La resilienza non è una parola astratta né una moda del momento. In psicologia indica una capacità molto concreta: quella di affrontare le difficoltà della vita e continuare ad andare avanti, anche quando tutto sembra complicarsi. La resilienza non elimina il dolore, ma ti aiuta a non perderti dentro di esso. È una competenza dinamica, che cresce con l’esperienza e con la cura di te stesso, e che può essere sviluppata, passo dopo passo, nella tua vita quotidiana.
Che cos’è davvero la resilienza
Secondo l’American Psychological Association, la resilienza è la capacità di adattarsi positivamente a situazioni di stress, cambiamento o avversità. In altre parole, non significa evitare il dolore, ma riuscire a non restarne schiacciato. Come spiega lo psichiatra Boris Cyrulnik, la resilienza è un processo: non cancella le ferite, ma permette di costruire nuovi equilibri a partire da esse.
Le caratteristiche di una persona resiliente
Quando metti in campo la resilienza, non diventi invulnerabile, ma sviluppi alcune abilità chiave:
• sai adattarti ai cambiamenti, anche quando non li hai scelti;
• riconosci e accetti le emozioni difficili (regolazione emotiva);
• mantieni uno sguardo realistico, evitando di amplificare i problemi;
• chiedi aiuto quando serve, invece di isolarti;
• cerchi un senso nelle esperienze, anche in quelle più faticose.
Sono competenze che si costruiscono nel tempo, non tratti fissi della personalità
I rischi quando la resilienza è fragile
Quando la resilienza è bassa, gli eventi stressanti possono sembrare ingestibili. Ti senti bloccato, perdi fiducia nelle tue risorse e fai fatica a reagire. La ricerca mostra che una scarsa resilienza è associata a una maggiore vulnerabilità a stress prolungato, affaticamento emotivo e senso di impotenza, soprattutto nei contesti di vita e di lavoro più complessi.
I fattori protettivi: cosa ti aiuta a resistere
La resilienza non nasce nel vuoto. È sostenuta da fattori protettivi riconosciuti dalla psicologia:
• relazioni affettive stabili e di supporto;
• consapevolezza di sé e delle proprie emozioni;
• fiducia nelle proprie capacità;
• valori e obiettivi che danno direzione;
• contesti che favoriscono sicurezza e appartenenza.
Non servono risorse straordinarie, ma basi solide.

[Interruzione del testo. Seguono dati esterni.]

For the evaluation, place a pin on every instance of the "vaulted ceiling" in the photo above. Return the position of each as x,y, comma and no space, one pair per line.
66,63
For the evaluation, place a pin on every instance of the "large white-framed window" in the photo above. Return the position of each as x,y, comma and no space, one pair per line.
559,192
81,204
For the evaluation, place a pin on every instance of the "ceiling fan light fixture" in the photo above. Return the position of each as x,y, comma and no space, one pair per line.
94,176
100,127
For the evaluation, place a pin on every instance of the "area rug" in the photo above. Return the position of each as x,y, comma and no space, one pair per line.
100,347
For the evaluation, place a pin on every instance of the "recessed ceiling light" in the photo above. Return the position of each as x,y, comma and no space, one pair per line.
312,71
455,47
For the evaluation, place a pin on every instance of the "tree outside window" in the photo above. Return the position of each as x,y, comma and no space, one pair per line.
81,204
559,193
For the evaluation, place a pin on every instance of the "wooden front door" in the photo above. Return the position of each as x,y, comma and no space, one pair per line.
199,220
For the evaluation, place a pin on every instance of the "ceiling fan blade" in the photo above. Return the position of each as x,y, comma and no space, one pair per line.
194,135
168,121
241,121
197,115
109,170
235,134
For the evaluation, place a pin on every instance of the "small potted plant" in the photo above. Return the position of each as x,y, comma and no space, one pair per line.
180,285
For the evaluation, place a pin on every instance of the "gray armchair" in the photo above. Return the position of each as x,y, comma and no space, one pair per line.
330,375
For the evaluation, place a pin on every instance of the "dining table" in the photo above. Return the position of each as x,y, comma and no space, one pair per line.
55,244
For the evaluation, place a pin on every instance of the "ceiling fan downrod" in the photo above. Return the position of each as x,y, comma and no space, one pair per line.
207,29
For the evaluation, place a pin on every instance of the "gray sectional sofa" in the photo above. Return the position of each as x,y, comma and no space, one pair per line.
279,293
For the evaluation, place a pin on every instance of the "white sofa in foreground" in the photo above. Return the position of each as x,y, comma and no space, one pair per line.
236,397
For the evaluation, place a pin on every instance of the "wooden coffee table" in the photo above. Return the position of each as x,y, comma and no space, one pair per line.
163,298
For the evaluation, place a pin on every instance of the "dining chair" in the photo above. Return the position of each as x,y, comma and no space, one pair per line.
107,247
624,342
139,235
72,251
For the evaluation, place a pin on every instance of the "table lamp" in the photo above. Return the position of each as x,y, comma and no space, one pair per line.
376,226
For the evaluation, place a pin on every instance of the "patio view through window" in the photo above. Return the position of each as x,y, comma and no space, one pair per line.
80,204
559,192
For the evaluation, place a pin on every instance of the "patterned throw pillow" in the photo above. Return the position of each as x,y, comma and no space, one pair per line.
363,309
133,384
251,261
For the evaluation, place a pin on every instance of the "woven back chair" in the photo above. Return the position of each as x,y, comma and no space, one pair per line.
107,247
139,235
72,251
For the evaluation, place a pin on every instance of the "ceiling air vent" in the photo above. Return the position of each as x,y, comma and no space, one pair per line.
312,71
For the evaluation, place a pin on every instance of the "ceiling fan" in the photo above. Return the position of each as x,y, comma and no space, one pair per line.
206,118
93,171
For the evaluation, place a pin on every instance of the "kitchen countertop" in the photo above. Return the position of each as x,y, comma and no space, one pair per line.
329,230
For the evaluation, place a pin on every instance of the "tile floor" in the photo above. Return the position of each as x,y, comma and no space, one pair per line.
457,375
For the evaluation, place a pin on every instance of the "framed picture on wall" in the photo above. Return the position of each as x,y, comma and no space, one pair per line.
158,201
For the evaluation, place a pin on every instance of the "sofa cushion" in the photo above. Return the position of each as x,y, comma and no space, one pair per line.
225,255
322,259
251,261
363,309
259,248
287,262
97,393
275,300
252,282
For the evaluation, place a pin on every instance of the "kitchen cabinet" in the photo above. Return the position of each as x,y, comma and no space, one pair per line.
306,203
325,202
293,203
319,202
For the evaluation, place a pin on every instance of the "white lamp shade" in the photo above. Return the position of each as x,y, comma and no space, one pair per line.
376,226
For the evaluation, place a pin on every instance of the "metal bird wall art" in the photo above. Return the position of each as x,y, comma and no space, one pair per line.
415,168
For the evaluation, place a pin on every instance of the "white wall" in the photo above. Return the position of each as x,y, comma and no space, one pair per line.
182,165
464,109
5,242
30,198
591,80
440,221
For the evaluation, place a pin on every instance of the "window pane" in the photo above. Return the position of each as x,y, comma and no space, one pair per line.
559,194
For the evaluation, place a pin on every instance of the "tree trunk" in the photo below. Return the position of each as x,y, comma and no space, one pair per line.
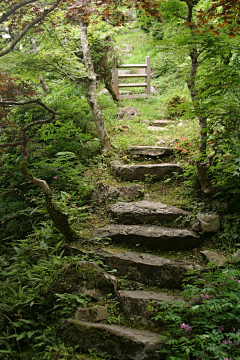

Come sviluppare la resilienza
La resilienza può essere allenata. Inizia da piccoli gesti come:
• ascoltare ciò che provi senza giudicarti;
• accettare ciò che non puoi controllare;
• trasformare gli errori in occasioni di apprendimento;
• ricordare che le difficoltà non sono permanenti;
• prendersi cura del corpo e della mente, perché sono interconnessi.
Ogni esperienza affrontata consapevolmente contribuisce a rafforzarla.
Come praticarla nella vita quotidiana
La resilienza diventa reale quando la metti in pratica:
• quando affronti una giornata difficile senza arrenderti;
• quando chiedi supporto invece di fare tutto da solo;
• quando rallenti senza sentirti in colpa;
• quando scegli di reagire in modo flessibile, non automatico.
Essere resiliente non significa essere sempre forte, ma restare in movimento anche nei momenti di fragilità.
Ricorda, in presenza di disagio persistente, sofferenza intensa o difficoltà che interferiscono con la vita quotidiana è sempre consigliabile rivolgersi a un professionista della salute mentale qualificato.